Fruit Frogs are a frog species that tends to flower and sometimes develops fruit. Even if the fruit frog will never develop fruit, it can still be referred to as of the fruit frog species, though "flower frog" is the preferred term when addressing individuals who will never form fruit. Those who develop fruit are generally female, and those who remain forever flowered are generally male.
|Common affinities||Earth, Water, Acid|
|Ability to plan and abstract||medium-high|
|Native locations||Citrico Archipelago, Gnoll's Knolls|
Earth, Water, and Acid are most common, though each of the other affinities have been reported and documented
The affinity (or affinities) of the fruit frog tends to stem from the fruit it came from, though sometimes the environment will come into play if strong environmental magic is in the vicinity.
Ice and Fire magic are the most effective against fruit frogs, usually. Any magic affecting the flower or fruit on its body is also more effective.
Fruit frogs are naturally resistant to bad luck, though not impervious to it.
South of the Miaoustok Mountain Range in Owel.
Varies depending on flower or fruit.
Ability to reason
Moderate to high.
Plant, though many learn Common.
Fruit frogs (with fruit) are able to share a special ability with friends or family; this ability is different from whatever their own personal ability or abilities might be. Sharing the fruit on their body is all that is needed in order to share the special ability. They can't eat pieces of their own fruit in order to gain the fruit's ability, as it is strictly reserved for sharing with others.
The fruit has different effects depending on the frog's ability (or abilities). The frog has to willingly share a piece of fruit from its body in order to share an effect; taking the fruit will yield no beneficial effect. As long as the fruit stem remains, it will regrow. This can take months. The whole fruit cannot be removed without the fruit frog's consent and agreement. The fruit is hard and inedible when still attached to the body, but will rapidly ripen when it is removed from the fruit frog.

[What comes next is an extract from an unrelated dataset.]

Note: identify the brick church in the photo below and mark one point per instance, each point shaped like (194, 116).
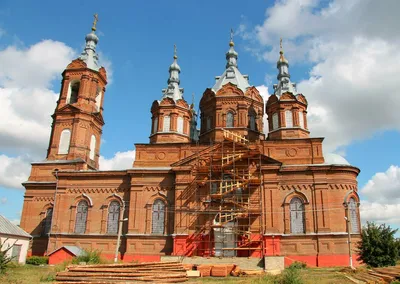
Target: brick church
(223, 189)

Physiology and Reproduction
It's impossible to tell if a fruit frog has male or female organs until they reach the flower stage of life. Male flowers will have stamens and female flowers will have a pistil; rarely, a frog will be born with a flower that has both. A flower with solely male reproductive organs will be unable to produce fruit; a flower frog with female reproductive organs can delay developing fruit by avoiding pollination. Only fruit frogs with female reproductive organs can reach the "fruit frog" stage of life. Fruit only grows where flowers were, and a fruit frog never regresses to the flower stage.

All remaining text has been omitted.